Les musées et le public

Deux problèmes se posent aujourd'hui au conservateur des musées de peinture ; ils trouvent peut-être leur solution dans ces sciences récentes que sont la muséographie et la muséologie.

   La muséographie tente de résoudre le premier problème : celui de la conservation des collections, qui inclut la gestion et la protection de ces dernières contre les nombreux facteurs de destruction.

   L'étude des tableaux dont le conservateur est responsable relève de sa mission muséologique ; étendre la connaissance de ces œuvres, en susciter le goût auprès du public restent l'aboutissement de cette mission. La présentation des œuvres et la fréquentation du public sont liées à ce dernier point.

   Aujourd'hui, on en revient à un " accrochage " plus dense des toiles, selon un goût contraire à la présentation très dépouillée d'œuvres sévèrement sélectionnées, d'après la Seconde Guerre mondiale, qui réagissait elle-même contre la présentation des tableaux sur plusieurs rangs, " en tapisserie ", du siècle dernier et du début du XXe s. ; on peut encore avoir un exemple d'un " musée-clinique " au Guggenheim Museum de New York, où les tableaux sans cadre reposent directement sur le mur nu et blanc.

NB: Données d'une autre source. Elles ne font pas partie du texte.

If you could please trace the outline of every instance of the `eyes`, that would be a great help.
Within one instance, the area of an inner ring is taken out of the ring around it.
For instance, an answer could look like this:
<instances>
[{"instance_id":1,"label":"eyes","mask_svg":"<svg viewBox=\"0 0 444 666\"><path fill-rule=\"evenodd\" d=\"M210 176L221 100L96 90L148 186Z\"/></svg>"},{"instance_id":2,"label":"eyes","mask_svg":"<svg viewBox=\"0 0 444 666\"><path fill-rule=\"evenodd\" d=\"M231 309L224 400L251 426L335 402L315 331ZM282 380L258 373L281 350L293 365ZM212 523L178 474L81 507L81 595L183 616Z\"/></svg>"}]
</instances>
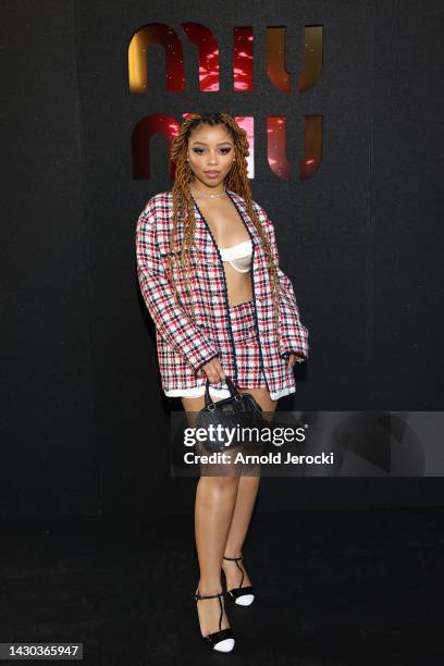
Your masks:
<instances>
[{"instance_id":1,"label":"eyes","mask_svg":"<svg viewBox=\"0 0 444 666\"><path fill-rule=\"evenodd\" d=\"M201 155L203 150L205 148L193 148L193 152L196 152L196 155ZM231 151L231 147L221 148L220 150L222 155L229 155L229 152Z\"/></svg>"}]
</instances>

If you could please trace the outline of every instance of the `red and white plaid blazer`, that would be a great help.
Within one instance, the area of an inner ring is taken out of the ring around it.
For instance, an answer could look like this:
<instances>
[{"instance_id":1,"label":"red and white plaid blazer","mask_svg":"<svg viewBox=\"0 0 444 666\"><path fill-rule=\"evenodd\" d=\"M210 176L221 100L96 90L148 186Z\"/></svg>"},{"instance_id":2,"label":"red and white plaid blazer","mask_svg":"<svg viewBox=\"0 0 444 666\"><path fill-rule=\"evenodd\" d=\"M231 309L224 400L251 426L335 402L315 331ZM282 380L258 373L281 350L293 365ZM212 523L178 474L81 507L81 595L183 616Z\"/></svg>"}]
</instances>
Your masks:
<instances>
[{"instance_id":1,"label":"red and white plaid blazer","mask_svg":"<svg viewBox=\"0 0 444 666\"><path fill-rule=\"evenodd\" d=\"M260 236L248 217L245 199L227 189L234 206L251 237L251 285L256 306L263 373L270 392L287 385L289 353L308 358L308 330L301 324L295 293L289 279L279 268L279 254L273 223L263 208L254 202L271 243L280 279L281 343L273 325L273 300L266 254ZM156 340L164 391L205 385L202 366L219 357L225 373L236 383L236 359L233 346L225 273L220 250L210 227L195 205L195 247L190 249L193 271L190 295L184 291L184 278L176 278L181 303L194 303L195 322L186 309L175 304L173 288L166 279L166 258L173 218L173 195L170 190L151 197L136 226L137 275L148 311L156 323ZM178 230L177 247L183 236ZM220 384L222 385L222 384ZM218 387L219 384L212 384Z\"/></svg>"}]
</instances>

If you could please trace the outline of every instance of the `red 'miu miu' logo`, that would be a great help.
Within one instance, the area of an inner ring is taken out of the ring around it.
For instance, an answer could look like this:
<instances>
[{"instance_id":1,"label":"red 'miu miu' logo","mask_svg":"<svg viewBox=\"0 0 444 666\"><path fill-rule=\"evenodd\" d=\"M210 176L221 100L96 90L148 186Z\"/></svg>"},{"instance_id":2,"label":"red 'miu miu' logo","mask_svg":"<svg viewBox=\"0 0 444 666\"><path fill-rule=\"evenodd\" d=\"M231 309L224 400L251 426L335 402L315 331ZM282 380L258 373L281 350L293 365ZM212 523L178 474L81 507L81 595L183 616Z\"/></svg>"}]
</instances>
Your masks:
<instances>
[{"instance_id":1,"label":"red 'miu miu' logo","mask_svg":"<svg viewBox=\"0 0 444 666\"><path fill-rule=\"evenodd\" d=\"M181 23L185 37L196 46L199 59L199 89L201 92L219 92L219 45L214 34L199 23ZM285 26L266 28L266 66L270 84L283 95L292 90L292 74L285 65ZM303 62L297 81L298 92L305 94L319 81L322 72L323 27L304 27ZM130 91L149 91L147 52L151 45L160 45L165 54L165 89L185 90L185 72L182 39L177 33L163 23L151 23L139 28L128 46ZM233 88L236 92L254 90L254 32L252 27L233 29ZM184 113L184 119L189 115ZM248 177L255 171L255 119L235 116L236 122L247 132L250 155ZM177 134L180 123L165 113L151 113L143 118L133 132L133 177L150 177L150 138L162 134L170 146ZM304 156L298 163L298 177L308 178L316 173L322 160L322 115L304 116ZM283 181L288 181L292 164L286 156L287 123L286 115L267 118L267 158L271 171ZM170 176L174 177L174 166L170 164Z\"/></svg>"}]
</instances>

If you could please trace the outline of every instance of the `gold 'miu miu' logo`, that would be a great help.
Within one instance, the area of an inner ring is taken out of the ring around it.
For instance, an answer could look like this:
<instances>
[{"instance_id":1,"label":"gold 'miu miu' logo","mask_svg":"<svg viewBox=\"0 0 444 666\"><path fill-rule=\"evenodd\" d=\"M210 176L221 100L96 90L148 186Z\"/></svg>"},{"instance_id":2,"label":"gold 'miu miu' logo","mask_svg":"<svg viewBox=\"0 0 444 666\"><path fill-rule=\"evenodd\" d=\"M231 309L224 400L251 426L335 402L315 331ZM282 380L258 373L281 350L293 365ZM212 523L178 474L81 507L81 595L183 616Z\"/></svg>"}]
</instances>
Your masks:
<instances>
[{"instance_id":1,"label":"gold 'miu miu' logo","mask_svg":"<svg viewBox=\"0 0 444 666\"><path fill-rule=\"evenodd\" d=\"M220 91L219 42L215 35L200 23L181 23L184 32L180 36L175 29L163 23L151 23L140 27L128 45L128 87L130 92L143 95L153 92L149 88L149 50L160 45L164 50L165 89L171 92L185 91L185 70L183 39L197 49L199 66L199 90ZM266 27L266 67L271 86L283 95L292 94L292 72L285 60L285 26ZM321 76L323 66L323 26L304 26L303 62L297 76L297 92L304 95L313 88ZM233 28L233 89L235 92L251 92L254 87L254 29L251 26ZM261 94L263 91L261 90ZM186 119L190 112L183 113ZM254 115L234 116L247 132L250 155L248 177L255 171L255 118ZM292 163L287 158L287 116L267 116L267 159L270 170L283 181L291 180ZM162 134L170 144L177 134L181 123L165 113L151 113L138 121L133 131L133 177L150 178L150 138ZM322 161L323 116L304 115L304 155L298 164L298 177L312 176ZM170 177L174 177L174 164L170 162Z\"/></svg>"}]
</instances>

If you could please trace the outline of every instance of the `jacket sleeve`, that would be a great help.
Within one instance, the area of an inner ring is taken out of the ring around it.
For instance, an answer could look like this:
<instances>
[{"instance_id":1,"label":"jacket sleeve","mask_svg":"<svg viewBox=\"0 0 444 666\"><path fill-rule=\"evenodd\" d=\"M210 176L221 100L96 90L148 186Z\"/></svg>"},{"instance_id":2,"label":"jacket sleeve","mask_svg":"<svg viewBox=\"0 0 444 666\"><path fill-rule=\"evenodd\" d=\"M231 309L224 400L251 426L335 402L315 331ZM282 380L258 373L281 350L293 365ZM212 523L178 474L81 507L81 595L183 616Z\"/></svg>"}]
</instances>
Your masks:
<instances>
[{"instance_id":1,"label":"jacket sleeve","mask_svg":"<svg viewBox=\"0 0 444 666\"><path fill-rule=\"evenodd\" d=\"M136 225L137 278L148 311L160 334L178 354L183 355L197 375L218 351L202 332L175 303L160 256L156 234L156 212L150 202Z\"/></svg>"},{"instance_id":2,"label":"jacket sleeve","mask_svg":"<svg viewBox=\"0 0 444 666\"><path fill-rule=\"evenodd\" d=\"M288 358L289 354L296 354L305 359L309 356L308 329L301 323L299 308L296 301L295 292L289 278L281 270L279 264L279 250L275 238L274 225L268 218L263 209L261 219L270 240L275 266L278 267L279 288L280 288L280 311L281 311L281 358Z\"/></svg>"}]
</instances>

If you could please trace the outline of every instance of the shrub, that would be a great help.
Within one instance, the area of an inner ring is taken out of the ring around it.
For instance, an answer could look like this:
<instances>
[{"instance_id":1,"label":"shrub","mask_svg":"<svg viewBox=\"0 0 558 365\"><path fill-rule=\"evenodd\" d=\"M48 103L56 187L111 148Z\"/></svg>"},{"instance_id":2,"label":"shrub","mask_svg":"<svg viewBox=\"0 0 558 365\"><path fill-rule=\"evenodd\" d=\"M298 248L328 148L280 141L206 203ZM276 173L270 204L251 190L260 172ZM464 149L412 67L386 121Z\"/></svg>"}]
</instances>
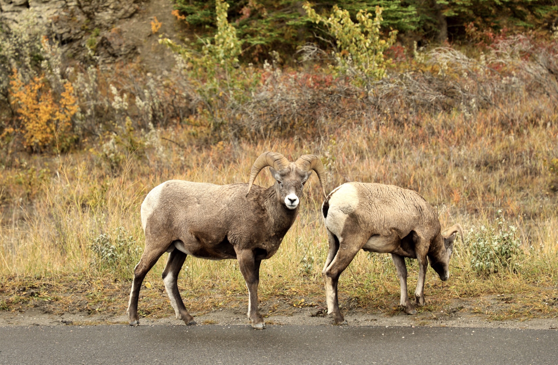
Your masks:
<instances>
[{"instance_id":1,"label":"shrub","mask_svg":"<svg viewBox=\"0 0 558 365\"><path fill-rule=\"evenodd\" d=\"M41 78L26 84L14 69L9 83L11 101L20 122L14 131L23 135L24 145L33 150L54 146L57 150L67 149L73 139L71 118L79 110L71 83L64 84L57 102Z\"/></svg>"},{"instance_id":2,"label":"shrub","mask_svg":"<svg viewBox=\"0 0 558 365\"><path fill-rule=\"evenodd\" d=\"M357 13L358 23L354 23L349 12L337 6L328 18L319 15L308 3L303 7L311 21L325 25L335 39L338 49L333 56L336 73L354 76L357 84L367 88L371 81L386 76L386 68L391 60L384 58L383 54L395 43L397 32L392 31L387 39L381 39L382 8L376 7L373 19L372 14L360 10Z\"/></svg>"},{"instance_id":3,"label":"shrub","mask_svg":"<svg viewBox=\"0 0 558 365\"><path fill-rule=\"evenodd\" d=\"M484 275L503 269L517 271L517 259L523 253L517 229L506 224L502 210L496 212L496 220L495 225L480 227L471 240L471 268Z\"/></svg>"},{"instance_id":4,"label":"shrub","mask_svg":"<svg viewBox=\"0 0 558 365\"><path fill-rule=\"evenodd\" d=\"M126 228L119 227L111 233L99 235L91 242L89 248L95 254L93 265L97 270L108 271L119 279L132 278L141 248Z\"/></svg>"}]
</instances>

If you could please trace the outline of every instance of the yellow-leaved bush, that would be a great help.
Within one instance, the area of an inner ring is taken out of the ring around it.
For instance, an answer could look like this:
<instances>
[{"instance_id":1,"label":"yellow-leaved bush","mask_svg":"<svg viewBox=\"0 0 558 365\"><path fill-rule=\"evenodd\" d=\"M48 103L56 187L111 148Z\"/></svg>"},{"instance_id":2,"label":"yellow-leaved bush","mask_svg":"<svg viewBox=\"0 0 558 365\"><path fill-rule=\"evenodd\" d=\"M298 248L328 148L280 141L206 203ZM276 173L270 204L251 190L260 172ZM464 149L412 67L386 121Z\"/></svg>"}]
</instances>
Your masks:
<instances>
[{"instance_id":1,"label":"yellow-leaved bush","mask_svg":"<svg viewBox=\"0 0 558 365\"><path fill-rule=\"evenodd\" d=\"M21 133L24 146L34 151L51 147L57 152L68 147L74 138L71 119L79 109L71 83L64 84L64 91L57 101L41 77L25 83L14 69L9 84L10 101L18 123L16 128L5 132Z\"/></svg>"},{"instance_id":2,"label":"yellow-leaved bush","mask_svg":"<svg viewBox=\"0 0 558 365\"><path fill-rule=\"evenodd\" d=\"M356 17L358 22L355 23L348 11L336 5L328 18L318 14L309 3L302 7L311 21L324 24L335 39L339 51L333 54L336 64L333 69L336 74L352 76L358 86L366 87L371 81L386 76L386 68L391 60L383 54L395 43L397 31L389 32L386 39L380 36L382 8L376 7L373 18L370 13L359 10Z\"/></svg>"}]
</instances>

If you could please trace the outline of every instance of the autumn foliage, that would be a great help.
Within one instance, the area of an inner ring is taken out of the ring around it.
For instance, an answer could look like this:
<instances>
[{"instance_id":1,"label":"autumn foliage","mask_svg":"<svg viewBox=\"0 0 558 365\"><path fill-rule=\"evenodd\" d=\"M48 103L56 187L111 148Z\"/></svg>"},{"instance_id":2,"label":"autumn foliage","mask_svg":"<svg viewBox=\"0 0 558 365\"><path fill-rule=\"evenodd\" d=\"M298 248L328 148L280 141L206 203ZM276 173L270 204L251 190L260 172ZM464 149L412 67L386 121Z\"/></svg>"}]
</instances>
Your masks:
<instances>
[{"instance_id":1,"label":"autumn foliage","mask_svg":"<svg viewBox=\"0 0 558 365\"><path fill-rule=\"evenodd\" d=\"M14 69L9 84L11 102L18 123L4 133L21 133L24 146L33 151L59 150L61 140L71 138L71 119L79 110L71 83L64 84L57 101L42 78L33 78L26 84Z\"/></svg>"}]
</instances>

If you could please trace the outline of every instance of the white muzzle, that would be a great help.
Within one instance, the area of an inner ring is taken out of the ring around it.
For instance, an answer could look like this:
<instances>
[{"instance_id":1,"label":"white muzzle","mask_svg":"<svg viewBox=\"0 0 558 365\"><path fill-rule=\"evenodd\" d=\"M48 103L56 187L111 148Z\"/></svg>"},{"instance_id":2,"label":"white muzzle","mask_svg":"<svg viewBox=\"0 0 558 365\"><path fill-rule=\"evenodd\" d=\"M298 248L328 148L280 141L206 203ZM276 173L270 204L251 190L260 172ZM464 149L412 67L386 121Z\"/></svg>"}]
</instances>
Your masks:
<instances>
[{"instance_id":1,"label":"white muzzle","mask_svg":"<svg viewBox=\"0 0 558 365\"><path fill-rule=\"evenodd\" d=\"M300 200L299 200L299 197L295 194L290 194L285 198L285 205L290 209L296 209L300 202Z\"/></svg>"}]
</instances>

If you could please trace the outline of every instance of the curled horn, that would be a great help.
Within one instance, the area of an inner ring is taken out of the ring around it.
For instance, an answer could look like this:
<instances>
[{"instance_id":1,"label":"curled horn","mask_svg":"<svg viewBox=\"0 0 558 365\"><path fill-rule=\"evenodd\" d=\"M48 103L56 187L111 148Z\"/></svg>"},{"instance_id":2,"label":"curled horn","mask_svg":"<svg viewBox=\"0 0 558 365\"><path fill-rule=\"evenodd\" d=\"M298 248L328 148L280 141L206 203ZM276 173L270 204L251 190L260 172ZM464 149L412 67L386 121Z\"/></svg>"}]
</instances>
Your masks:
<instances>
[{"instance_id":1,"label":"curled horn","mask_svg":"<svg viewBox=\"0 0 558 365\"><path fill-rule=\"evenodd\" d=\"M254 180L256 180L256 177L258 176L259 171L262 171L262 169L264 167L269 166L278 171L288 167L290 164L291 162L284 156L277 152L266 152L260 155L259 157L254 161L254 164L252 165L252 170L250 171L250 180L248 182L248 191L246 193L246 196L248 196L248 193L250 193L250 190L252 189L252 186L254 184Z\"/></svg>"},{"instance_id":2,"label":"curled horn","mask_svg":"<svg viewBox=\"0 0 558 365\"><path fill-rule=\"evenodd\" d=\"M320 180L320 185L321 185L321 192L324 194L324 196L326 196L325 170L320 159L315 155L304 155L299 157L295 165L297 167L306 171L313 170L316 172L318 178Z\"/></svg>"},{"instance_id":3,"label":"curled horn","mask_svg":"<svg viewBox=\"0 0 558 365\"><path fill-rule=\"evenodd\" d=\"M461 243L464 245L465 242L463 242L463 229L461 228L461 224L456 224L452 225L448 230L448 233L445 234L444 237L447 238L455 232L459 232L459 234L461 236Z\"/></svg>"}]
</instances>

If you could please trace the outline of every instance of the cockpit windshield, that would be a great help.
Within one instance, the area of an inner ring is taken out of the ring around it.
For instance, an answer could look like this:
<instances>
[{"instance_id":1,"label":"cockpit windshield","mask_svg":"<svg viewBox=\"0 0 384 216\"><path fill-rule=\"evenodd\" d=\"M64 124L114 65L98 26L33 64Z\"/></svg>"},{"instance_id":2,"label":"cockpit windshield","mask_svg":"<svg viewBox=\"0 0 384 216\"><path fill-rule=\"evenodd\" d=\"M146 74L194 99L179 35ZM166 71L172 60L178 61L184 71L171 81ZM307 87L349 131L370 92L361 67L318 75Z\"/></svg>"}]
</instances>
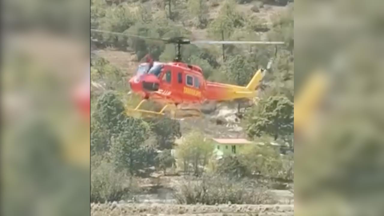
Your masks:
<instances>
[{"instance_id":1,"label":"cockpit windshield","mask_svg":"<svg viewBox=\"0 0 384 216\"><path fill-rule=\"evenodd\" d=\"M159 76L159 75L160 74L160 72L161 71L161 68L163 68L162 65L155 65L149 70L149 73L154 74L156 76Z\"/></svg>"},{"instance_id":2,"label":"cockpit windshield","mask_svg":"<svg viewBox=\"0 0 384 216\"><path fill-rule=\"evenodd\" d=\"M149 64L141 64L139 66L136 74L139 76L145 74L149 70Z\"/></svg>"}]
</instances>

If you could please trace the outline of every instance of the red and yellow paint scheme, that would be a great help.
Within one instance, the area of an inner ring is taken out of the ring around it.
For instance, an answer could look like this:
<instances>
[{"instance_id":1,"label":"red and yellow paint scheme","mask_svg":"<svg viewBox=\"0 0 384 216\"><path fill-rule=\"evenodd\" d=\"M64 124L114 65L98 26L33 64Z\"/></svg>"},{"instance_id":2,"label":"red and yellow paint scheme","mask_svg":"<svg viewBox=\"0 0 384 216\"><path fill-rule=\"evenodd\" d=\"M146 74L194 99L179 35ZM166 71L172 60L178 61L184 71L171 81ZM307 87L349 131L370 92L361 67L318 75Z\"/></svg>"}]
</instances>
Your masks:
<instances>
[{"instance_id":1,"label":"red and yellow paint scheme","mask_svg":"<svg viewBox=\"0 0 384 216\"><path fill-rule=\"evenodd\" d=\"M158 112L140 110L143 100L129 111L164 115L167 108L180 104L250 99L256 96L256 89L264 73L263 70L259 70L248 85L242 86L205 80L200 68L183 62L155 62L150 69L149 67L148 63L139 66L136 75L128 81L131 89L144 100L154 100L166 105Z\"/></svg>"}]
</instances>

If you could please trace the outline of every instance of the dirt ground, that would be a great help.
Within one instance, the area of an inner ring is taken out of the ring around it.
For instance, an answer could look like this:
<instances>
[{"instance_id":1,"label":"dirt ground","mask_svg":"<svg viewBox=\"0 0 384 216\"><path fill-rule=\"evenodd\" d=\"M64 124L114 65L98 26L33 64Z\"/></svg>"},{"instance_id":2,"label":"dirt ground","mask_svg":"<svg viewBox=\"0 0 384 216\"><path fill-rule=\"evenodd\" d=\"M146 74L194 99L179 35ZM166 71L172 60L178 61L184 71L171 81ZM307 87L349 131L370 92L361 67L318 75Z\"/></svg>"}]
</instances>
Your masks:
<instances>
[{"instance_id":1,"label":"dirt ground","mask_svg":"<svg viewBox=\"0 0 384 216\"><path fill-rule=\"evenodd\" d=\"M293 215L293 205L232 205L216 206L165 204L92 203L93 216L212 215L217 216Z\"/></svg>"}]
</instances>

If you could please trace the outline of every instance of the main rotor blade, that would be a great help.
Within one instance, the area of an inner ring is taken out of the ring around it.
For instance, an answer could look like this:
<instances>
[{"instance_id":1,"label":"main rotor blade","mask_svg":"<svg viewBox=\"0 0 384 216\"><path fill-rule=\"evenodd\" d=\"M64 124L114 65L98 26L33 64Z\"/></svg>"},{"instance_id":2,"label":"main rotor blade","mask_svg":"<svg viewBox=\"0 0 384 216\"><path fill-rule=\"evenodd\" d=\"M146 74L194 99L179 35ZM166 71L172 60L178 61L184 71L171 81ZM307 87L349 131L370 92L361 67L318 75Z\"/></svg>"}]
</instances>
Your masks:
<instances>
[{"instance_id":1,"label":"main rotor blade","mask_svg":"<svg viewBox=\"0 0 384 216\"><path fill-rule=\"evenodd\" d=\"M206 43L208 44L284 44L281 41L230 41L221 40L195 40L191 43Z\"/></svg>"},{"instance_id":2,"label":"main rotor blade","mask_svg":"<svg viewBox=\"0 0 384 216\"><path fill-rule=\"evenodd\" d=\"M141 38L143 39L146 39L148 40L156 40L157 41L160 41L162 42L168 42L168 40L165 40L161 38L152 38L151 37L147 37L146 36L142 36L140 35L131 35L130 34L126 34L125 33L121 33L119 32L109 32L108 31L104 31L103 30L99 30L98 29L91 29L91 32L99 32L100 33L105 33L107 34L110 34L111 35L122 35L124 36L127 36L128 37L134 37L136 38Z\"/></svg>"}]
</instances>

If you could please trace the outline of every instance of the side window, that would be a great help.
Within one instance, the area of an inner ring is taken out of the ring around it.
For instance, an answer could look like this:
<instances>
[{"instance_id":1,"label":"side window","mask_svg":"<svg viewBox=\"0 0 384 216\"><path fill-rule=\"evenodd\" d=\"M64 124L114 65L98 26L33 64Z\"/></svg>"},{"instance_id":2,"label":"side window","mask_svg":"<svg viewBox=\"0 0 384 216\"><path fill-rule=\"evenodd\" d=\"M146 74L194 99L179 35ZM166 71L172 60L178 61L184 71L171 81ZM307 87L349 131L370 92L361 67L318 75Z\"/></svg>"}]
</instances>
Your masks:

La seconde moitié du XXe siècle : musées de peinture et création architecturale

Les musées sont depuis le début du XIXe siècle au centre de l'intérêt des architectes. Le mouvement " moderniste " a d'abord son essor aux Pays-Bas (Stedelijk Museum d'Amsterdam, musée de Rotterdam, puis musée Kroller-Müller d'Otterlo, œuvre d'Henry Van de Velde, inauguré en 1938) et en Suisse (Kunstmuseum de Bâle). L'Italie de l'immédiat après-guerre connaît un grand moment avec les personnalités d'Albini (musée de Gènes) et surtout Scarpa (Castelvecchio de Vérone, musée Correr de Venise, G. N. de Palerme), la réorganisation du Castello Sforzesco de Milan, des Offices de Florence ou de la galerie de Pérouse, l'installation du musée de Capodimonte à Naples ; enthousiasme prolongé plus près de nous par l'aménagement du château de Rivoli (Andrea Bruno). L'Allemagne, après la construction de la nouvelle Nationalgalerie de Berlin par Mies Van der Rohe (1968), voit un important mouvement de construction de musées : Neue Pinakotheke de Munich, musée Ludwig de Cologne, musée de Mönchengladbach (Hollein), musées de Francfort (id.), musée de Düsseldorf, Staatsgalerie de Stuttgart (id.), restructuration même des musées de Berlin. La Grande-Bretagne participe plus récemment au mouvement (musée de Glasgow, musée des docks de Liverpool), surtout dans les musées de Londres (ailes nouvelles de la N. G. par Venturi et de la Tate Gallery par Stirling). L'Espagne connaît encore plus récemment une fièvre d'aménagements de musées (centre Reina Sofia de Madrid, M. A. M. de Valence et de Barcelone). Les États-Unis participent à ce concert international, après des " gestes " comme le Guggenheim Museum de New York (Frank Lloyd Wright, 1959) : Kimbell Museum de Fort Worth (Cahn), Center for British Art et musée de l'Université, tous deux à Yale (id.), nouvelles ailes de la N. G. de Washington et du musée de Boston (I. M. Pei), nouveau Getty Museum à Los Angeles (Meier), M. O. C. A. de Los Angeles (Isosaki), musée de San Francisco (Botta). Le Canada (nouvelle N. G. du Canada) et le Japon (à partir du M. A. M. de Tokyo de Le Corbusier) voient aussi la construction de nouveaux musées de peinture d'une qualité architecturale exigeante.